Ella espera, con la vista puesta en
esa luz que le dice sin palabras que la libertad está del otro lado de las
olas. Agacha la cabeza; los recuerdos llegan a su mente, vestidos de abandono.
Una lágrima rueda en su mejilla, tan candente como lava, y al mismo tiempo
demasiado fría.
Le acompaña un cofre, un lugar en
donde tiene confinado el espejismo que gestó quien dijo amarla, un engaño que
se alimentó de la inocencia por tres años, según diagnóstico confirmado por la
herida.
—¡Estuve ciega!—, se reprocha, maldiciendo al nuevo Judas, portador de
iniquidades, habitante de la negra noche sin estrellas. Las promesas que le
hicieron se agazapan en la arena, intentando no ser vistas. De poco sirve,
porque la semilla fecundada en la utopía ya otorgó su fruto; un regalo de los
dioses.
Sus pensamientos viajan hacia el
viejo continente, hogar de sus ancestros. Las preguntas se convierten en
cuchillas, lacerando sin piedad sus desbordados sueños.

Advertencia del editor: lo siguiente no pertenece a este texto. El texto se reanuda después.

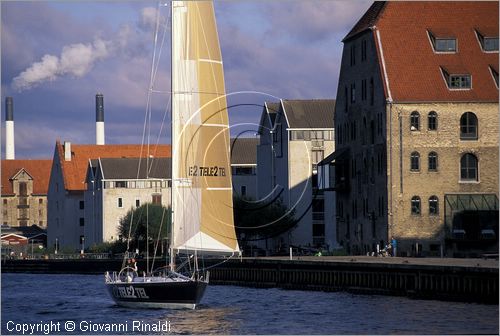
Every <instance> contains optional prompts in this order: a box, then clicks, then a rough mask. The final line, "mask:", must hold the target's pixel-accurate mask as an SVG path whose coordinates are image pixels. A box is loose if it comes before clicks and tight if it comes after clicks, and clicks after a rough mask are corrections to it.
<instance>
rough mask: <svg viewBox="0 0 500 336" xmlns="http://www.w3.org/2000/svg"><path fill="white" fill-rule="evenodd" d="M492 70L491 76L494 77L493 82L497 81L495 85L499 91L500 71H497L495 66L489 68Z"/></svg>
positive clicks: (490, 66)
mask: <svg viewBox="0 0 500 336" xmlns="http://www.w3.org/2000/svg"><path fill="white" fill-rule="evenodd" d="M489 68H490V73H491V76H492V77H493V80H494V81H495V84H496V86H497V89H498V71H497V70H495V68H494V67H493V66H491V65H490V66H489Z"/></svg>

«¡Libertad!», repite su consciencia,
al tiempo que sus bellos ojos se posan en la carne de su carne. —¡Te daré lo
que no tuve!—, pronuncia jubilosa. El dorso de su mano se desliza por su
frente, intentando acomodarse las ideas.
Mira en todas direcciones,
acariciando en la distancia cada sitio que ha pisado en esa jaula sin barrotes,
un hogar de muchas almas que deambulan prisioneras.
En la costa mil suspiros se
aglomeran, tesoros que reposan abrazados a las rocas del acantilado. El viento
los custodia, expectante de las hojas que desprende el calendario.
Gibara la toma entre sus brazos, la
besa, le transmite su paciencia, le susurra en el oído que la noche siempre
espera para ser tocada por la luz, una luz que no conoce de fronteras.